(Mostly) Perfect Matchings

Disrupting a beloved college tradition with mathematical optimization

MentorMatch

As of late, I've been working on a project called MentorMatch, a service designed to pair mentees to mentors according to a set of preferences. This was primarily motivated by "Matching Day", a semiannual tradition in Greek life in which new inductees are paired with existing members of the organization. Not being a member of a fraternity myself, I asked a friend of mine for more details. Here's what I gathered:

A list of all new members and eligible existing members is made public.
After a series of events where the two groups mingle, each new member generates of list of mentors they like and vice versa.
???
The list of matchings is published, with great pomp and circumstance.

I was told there exists a preference committee elected each year whose sole responsiblity is generating this pairing. Unsurprisingly, the actual matching procedure is deliberately opaque. From what I gathered, the process is not unlike a papal conclave- the committee is gathered into one room, isolated from the rest of the world, and asked not to emerge until everyone has been matched. Given the nature of sealed-door conversations, it is impossible for members to interrogate the decisions made by the committee. And so, like many other engineers, I thought to myself:

"There has to be an easier way of doing this..."

Perfect Matchings

Fortunately, such matching problems have been a well-studied area of applied mathematics for decades. In particular, we're looking for something called a perfect matching, in which every person is assigned exactly one partner who happened to be on their preference list. Unfortunately, this might prove impossible, so we instead set our sights on a less lofty goal: maximizing global happiness¹.
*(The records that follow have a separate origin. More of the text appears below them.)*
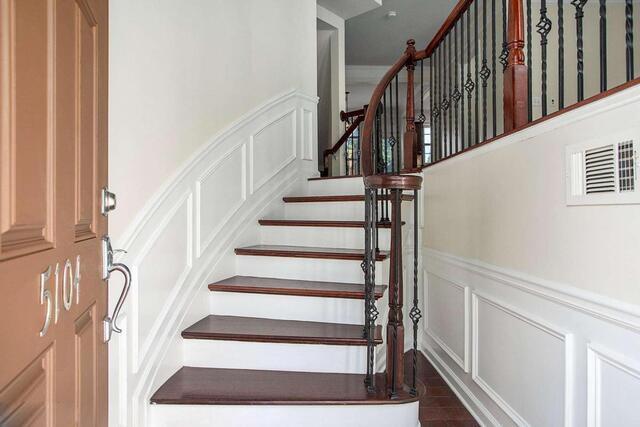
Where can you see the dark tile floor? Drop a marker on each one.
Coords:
(439, 407)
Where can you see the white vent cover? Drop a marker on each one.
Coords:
(603, 172)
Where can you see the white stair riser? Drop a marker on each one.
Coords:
(326, 270)
(287, 307)
(324, 237)
(390, 415)
(336, 186)
(275, 356)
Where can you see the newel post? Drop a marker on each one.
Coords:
(515, 74)
(410, 151)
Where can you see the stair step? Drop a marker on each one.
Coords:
(318, 223)
(336, 198)
(309, 288)
(307, 252)
(234, 328)
(213, 386)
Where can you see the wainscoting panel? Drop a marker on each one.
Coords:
(184, 238)
(541, 353)
(447, 317)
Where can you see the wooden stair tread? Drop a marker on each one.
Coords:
(267, 285)
(336, 198)
(318, 223)
(307, 252)
(213, 386)
(236, 328)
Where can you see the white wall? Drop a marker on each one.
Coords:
(532, 308)
(181, 71)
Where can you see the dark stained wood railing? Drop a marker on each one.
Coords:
(474, 99)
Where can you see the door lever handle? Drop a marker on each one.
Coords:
(110, 322)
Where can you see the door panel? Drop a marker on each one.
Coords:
(27, 118)
(53, 164)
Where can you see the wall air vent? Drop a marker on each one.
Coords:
(603, 172)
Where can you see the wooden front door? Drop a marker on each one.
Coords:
(53, 164)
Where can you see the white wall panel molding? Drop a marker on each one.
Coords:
(185, 237)
(445, 328)
(529, 354)
(609, 401)
(541, 353)
(605, 308)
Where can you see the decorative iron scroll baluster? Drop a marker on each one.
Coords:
(485, 73)
(494, 118)
(603, 45)
(396, 161)
(543, 28)
(415, 313)
(477, 74)
(504, 54)
(579, 5)
(529, 62)
(469, 85)
(628, 10)
(445, 100)
(560, 54)
(368, 266)
(456, 95)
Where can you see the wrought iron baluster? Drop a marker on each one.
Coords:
(462, 49)
(603, 45)
(529, 62)
(477, 74)
(469, 85)
(493, 68)
(560, 54)
(485, 73)
(579, 5)
(504, 54)
(543, 28)
(397, 154)
(456, 92)
(415, 313)
(628, 10)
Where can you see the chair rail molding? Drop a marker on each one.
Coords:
(185, 235)
(519, 324)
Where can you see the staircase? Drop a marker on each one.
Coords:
(283, 344)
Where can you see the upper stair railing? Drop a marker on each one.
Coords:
(482, 84)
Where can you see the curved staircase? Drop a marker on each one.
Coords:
(284, 337)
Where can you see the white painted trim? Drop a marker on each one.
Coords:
(602, 307)
(464, 361)
(537, 323)
(596, 355)
(468, 399)
(612, 102)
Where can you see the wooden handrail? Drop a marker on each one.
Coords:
(460, 8)
(345, 136)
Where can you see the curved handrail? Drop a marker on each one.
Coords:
(369, 117)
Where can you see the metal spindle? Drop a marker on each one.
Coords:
(494, 110)
(579, 5)
(469, 85)
(415, 314)
(543, 28)
(529, 62)
(628, 10)
(484, 71)
(477, 74)
(560, 54)
(603, 45)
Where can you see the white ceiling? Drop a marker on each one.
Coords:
(349, 8)
(375, 39)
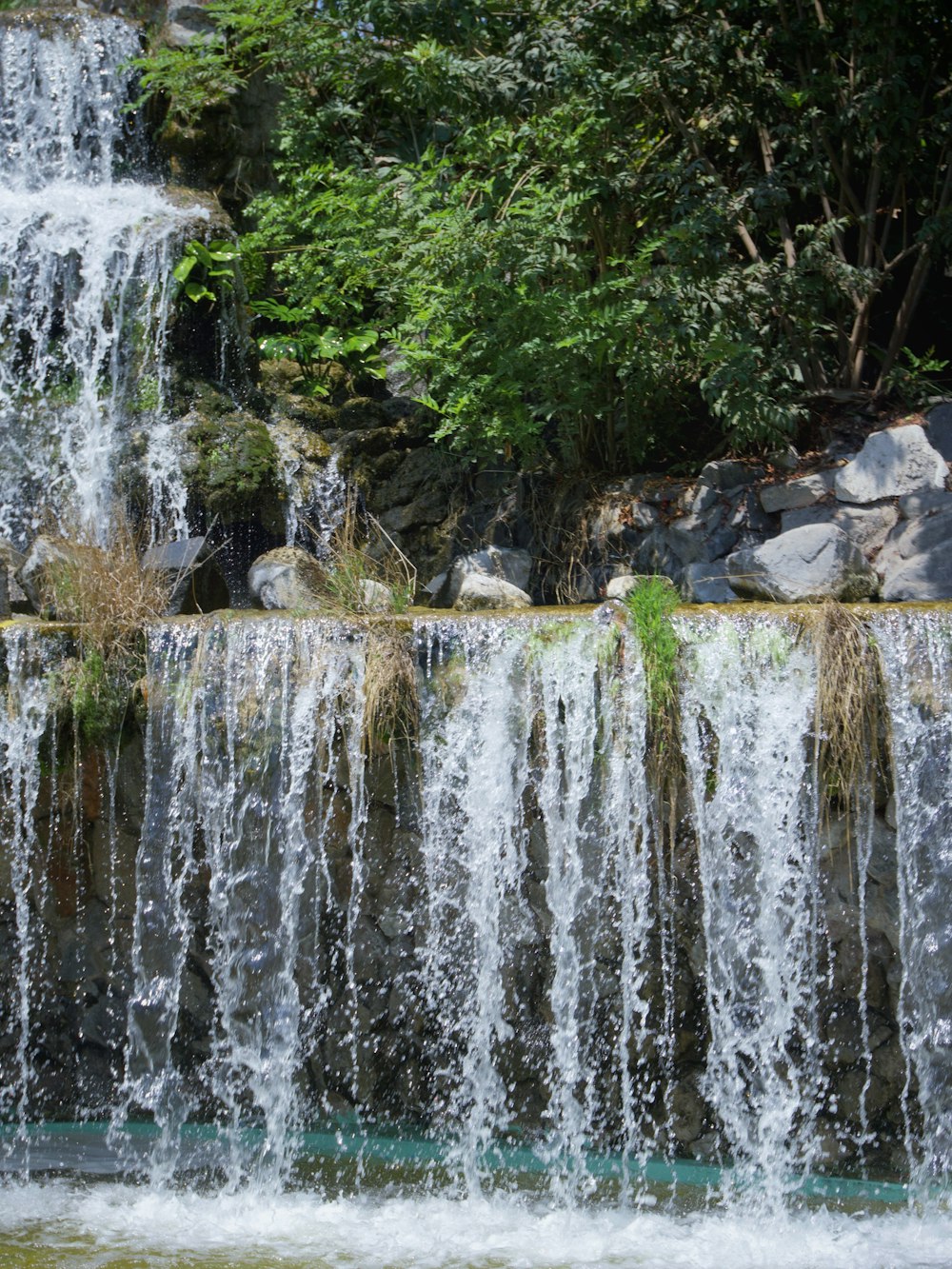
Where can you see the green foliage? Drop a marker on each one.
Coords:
(205, 270)
(604, 233)
(318, 347)
(235, 465)
(650, 605)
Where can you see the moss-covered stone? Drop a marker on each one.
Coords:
(234, 466)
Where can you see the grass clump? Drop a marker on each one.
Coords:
(650, 605)
(367, 572)
(391, 702)
(848, 693)
(109, 598)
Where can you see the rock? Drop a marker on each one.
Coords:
(893, 462)
(179, 561)
(916, 564)
(707, 584)
(11, 560)
(729, 473)
(939, 424)
(867, 526)
(913, 506)
(375, 597)
(288, 578)
(508, 564)
(46, 571)
(817, 561)
(790, 495)
(479, 591)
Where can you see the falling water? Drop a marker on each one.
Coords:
(86, 260)
(748, 704)
(244, 738)
(917, 659)
(25, 721)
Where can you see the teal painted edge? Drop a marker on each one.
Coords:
(348, 1142)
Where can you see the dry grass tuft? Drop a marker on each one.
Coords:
(391, 711)
(109, 598)
(847, 705)
(367, 571)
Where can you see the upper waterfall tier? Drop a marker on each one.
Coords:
(64, 83)
(86, 286)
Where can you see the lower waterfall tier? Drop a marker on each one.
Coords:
(465, 884)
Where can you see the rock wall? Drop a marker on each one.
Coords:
(376, 1035)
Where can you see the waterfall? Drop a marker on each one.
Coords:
(87, 251)
(917, 660)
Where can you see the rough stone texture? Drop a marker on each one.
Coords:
(288, 578)
(939, 423)
(867, 526)
(509, 564)
(48, 557)
(479, 591)
(917, 563)
(787, 496)
(893, 462)
(707, 584)
(375, 597)
(813, 563)
(912, 506)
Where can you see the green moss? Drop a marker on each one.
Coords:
(235, 466)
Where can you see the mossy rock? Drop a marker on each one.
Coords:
(361, 414)
(235, 465)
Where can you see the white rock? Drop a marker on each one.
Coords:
(817, 561)
(288, 578)
(893, 462)
(479, 591)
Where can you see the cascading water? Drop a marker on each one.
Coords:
(495, 961)
(86, 267)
Let's formalize exactly what we're aiming for here. Suppose we have $n$ mentors and $n$ mentees, with each person having an unordered list of preferences². We can create a preference matrix $C$ as follows: $$C_{ij} = \mathbf{1}(\text{mentor } i \text{ prefers mentee } j) + \mathbf{1}(\text{mentee } j \text{ prefers mentor } i)$$ where $\mathbf{1}(x)$ is the indicator function. Our goal is to pick one entry from each row and column of $C$, such that the sum of entries is maximized. If we let $(i, m_i)$ represent the assigned mentee-mentor pairs, this admits the objective function: $$ \argmax_{(m_1 \dots m_n)} \sum_{i=1}^n C_{im_i} \qquad \text{s.t. } m_i \text{ all distinct } $$ or using the language of linear algebra: $$ \argmax_{P} || P \odot C ||_F \qquad \text{s.t. } P \text{ a permutation matrix } $$

Thankfully, there exists an abundance of libraries dedicated towards solving this problem (I used SciPy's linear_sum_assignment). This returns the optimal row/column pairs, from which we can recover our final happiness score by summing the relevant entries of $C_{ij}$ and dividing by the maximum happiness $2n$.

Breaking Ties

Depending on how the preference data shakes out, our matching may not be unique. As a somewhat trivial example, consider an amiable group of mentors and mentees, in which each person prefers all members of the opposite class. Our preference matrix $C$ would contain only twos and all $n!$ possible matchings would attain maximum happiness. The algorithm we use is deterministic (i.e. we always return the same solution for every run, even if multiple exist). Does this matter? Mathematically, it doesn't- all optimal solutions give the same happiness, so just pick one and call it a day. From a psychological perspective, however, I would argue this isn't the case.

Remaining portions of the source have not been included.